Sciascia est né en 1921 et a atteint l’âge adulte alors que la mafia prenait de l’importance en Sicile. La pauvreté et les difficultés généralisées qui ont suivi la Première Guerre mondiale ont fait que de nombreux Siciliens ne reconnaissaient plus l’autorité de Rome, laissant un vide que les gangsters locaux ont comblé. Témoin de l’ampleur de la corruption et de la violence, Sciascia avait prédit qu’elles s’étendraient bientôt au Nord, et il avait raison : dans les années 1980, la mafia avait infiltré toute la politique italienne et était devenue une entreprise internationale très prospère.
Dans A Sicilian Man, Caroline Moorehead retrace la vie de Sciascia dans le contexte de la montée en puissance de la mafia et décrit la lutte passionnante et dévastatrice qui s’ensuivit pour l’âme de l’Italie. »
Parution le 5 février
Serhii Plokhy, David and Goliath : Commentaries on the Russo-Ukrainian War, Cambridge, Massachusetts, Harvard University Press
« L’image biblique de David et Goliath illustre bien la nature de la guerre que la Russie, le plus grand pays du monde en superficie, a déclenchée contre son voisin ukrainien, un pays qui, bien que restant le plus grand du continent européen, est près de trente fois plus petit et ne compte qu’un peu plus d’un quart de la population russe.

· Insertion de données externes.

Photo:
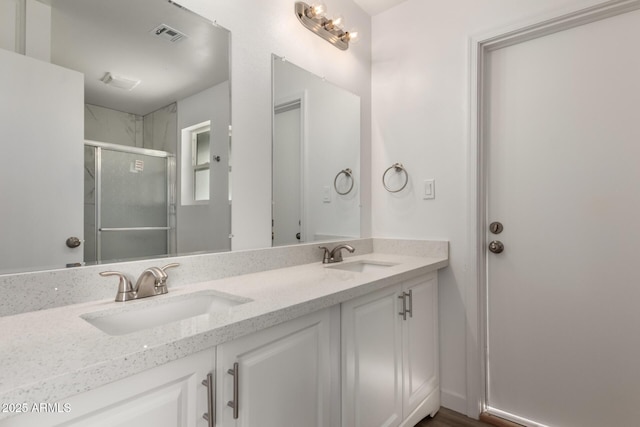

Pourtant, la résistance acharnée de l’Ukraine prouve qu’il est possible de se défendre avec succès contre un ennemi beaucoup plus grand, plus peuplé et mieux équipé, en dépit de ses menaces d’une apocalypse nucléaire si l’Ukraine refuse de se soumettre ou si l’Occident ose intervenir. Cet ouvrage montre que l’histoire peut aider à révéler les raisons de la détermination et du succès de l’Ukraine sur le champ de bataille et dans l’arène publique.
David and Goliath rassemble pour la première fois des essais, des commentaires et des interviews donnés par Serhii Plokhy, l’un des plus éminents spécialistes mondiaux de l’histoire ukrainienne, à la veille et pendant les deux premières années de l’invasion à grande échelle de l’Ukraine par la Russie. Serhii Plokhy y attire notre attention sur la nature unique de ce qui n’est rien moins que la plus grande guerre européenne depuis la fin de la Seconde Guerre mondiale. »
Parution le 10 février
Joseph Henrotin, Un avion pour les gouverner tous. Le F-35, prisme de la dépendance stratégique européenne, Paris, Éditions du Rocher
« Concentré de technologies, l’avion de combat américain F-35 Lightning II rencontre un énorme succès commercial. D’ici 2035, il équipera treize forces aériennes européennes, et au moins celles de quatorze pays membres de l’OTAN. Mais le F-35 suscite aussi la controverse : programme militaire le plus cher de tous les temps, il a accumulé les difficultés de mise au point et les choix techniques hasardeux, sans compter la question du contrôle exercé par les États-Unis sur une série de fonctions clés du système. De facto, le Lightning II n’est pas tant un avion qu’une centrale de connectivité dont Washington oriente souverainement les évolutions et les niveaux de mise à jour.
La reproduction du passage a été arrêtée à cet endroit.